On Tue, Apr 13, 2021 at 04:17:39PM +0000, Tom Lane wrote:
> Avoid improbable PANIC during heap_update.
>
> heap_update needs to clear any existing "all visible" flag on
> the old tuple's page (and on the new page too, if different).
> Per coding rules, to do this it must acquire pin on the appropriate
> visibility-map page while not holding exclusive buffer lock;
> which creates a race condition since someone else could set the
> flag whenever we're not holding the buffer lock. The code is
> supposed to handle that by re-checking the flag after acquiring
> buffer lock and retrying if it became set.
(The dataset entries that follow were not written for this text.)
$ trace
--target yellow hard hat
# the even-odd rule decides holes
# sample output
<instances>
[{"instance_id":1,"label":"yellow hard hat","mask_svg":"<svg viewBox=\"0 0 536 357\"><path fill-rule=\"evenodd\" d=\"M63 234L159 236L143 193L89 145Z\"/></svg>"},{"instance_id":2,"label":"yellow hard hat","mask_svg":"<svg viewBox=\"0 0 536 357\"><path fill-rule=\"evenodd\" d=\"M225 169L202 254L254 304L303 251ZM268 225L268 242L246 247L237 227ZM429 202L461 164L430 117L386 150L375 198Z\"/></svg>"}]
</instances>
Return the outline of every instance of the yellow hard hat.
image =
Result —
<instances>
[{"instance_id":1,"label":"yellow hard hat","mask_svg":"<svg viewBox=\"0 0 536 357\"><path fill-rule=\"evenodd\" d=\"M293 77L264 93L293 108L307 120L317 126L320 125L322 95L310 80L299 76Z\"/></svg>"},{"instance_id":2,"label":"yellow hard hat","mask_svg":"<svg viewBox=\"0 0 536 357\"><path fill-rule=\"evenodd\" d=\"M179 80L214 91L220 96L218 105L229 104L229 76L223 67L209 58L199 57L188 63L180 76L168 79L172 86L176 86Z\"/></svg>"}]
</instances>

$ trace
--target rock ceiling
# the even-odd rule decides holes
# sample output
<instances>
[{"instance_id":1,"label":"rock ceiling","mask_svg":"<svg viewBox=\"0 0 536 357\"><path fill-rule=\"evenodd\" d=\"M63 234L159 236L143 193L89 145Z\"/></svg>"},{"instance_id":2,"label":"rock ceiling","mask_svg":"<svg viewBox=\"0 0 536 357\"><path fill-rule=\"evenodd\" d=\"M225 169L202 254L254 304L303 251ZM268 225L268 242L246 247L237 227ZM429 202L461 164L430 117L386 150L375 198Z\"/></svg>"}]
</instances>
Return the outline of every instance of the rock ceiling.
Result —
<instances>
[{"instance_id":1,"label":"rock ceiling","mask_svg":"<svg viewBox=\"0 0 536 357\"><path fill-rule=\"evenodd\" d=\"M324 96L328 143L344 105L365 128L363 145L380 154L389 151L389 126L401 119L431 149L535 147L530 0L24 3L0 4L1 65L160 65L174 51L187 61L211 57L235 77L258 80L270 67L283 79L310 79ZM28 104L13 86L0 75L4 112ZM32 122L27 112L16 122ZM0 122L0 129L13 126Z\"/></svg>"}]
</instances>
However, one code
> path through heap_update itself, as well as one in its subroutine
> RelationGetBufferForTuple, failed to do this. The end result,
> in the unlikely event that a concurrent VACUUM did set the flag
> while we're transiently not holding lock, is a non-recurring
> "PANIC: wrong buffer passed to visibilitymap_clear" failure.
>
Hi,
This doesn't look as improbable because I saw it at least 3 times with
v15beta4.
The first time I thought it was my fault, then I tried with a commit on
september 25 (didn't remember which exactly but that doesn't seems too
relevant).
Finally I saw it again in a build with TRACE_VISIBILITYMAP defined (the
same commit).
But I haven't see it anymore on rc1. Anyway I'm attaching the backtrace
(this is from the build with TRACE_VISIBILITYMAP), the query that was
running at the time was (no changes were made to quad_poly_tbl table
nor any indexes were added to this table):
"""
update public.quad_poly_tbl set
id = public.quad_poly_tbl.id
returning
public.quad_poly_tbl.id as c0
"""
--
Jaime Casanova
Director de Servicios Profesionales
SystemGuards - Consultores de PostgreSQL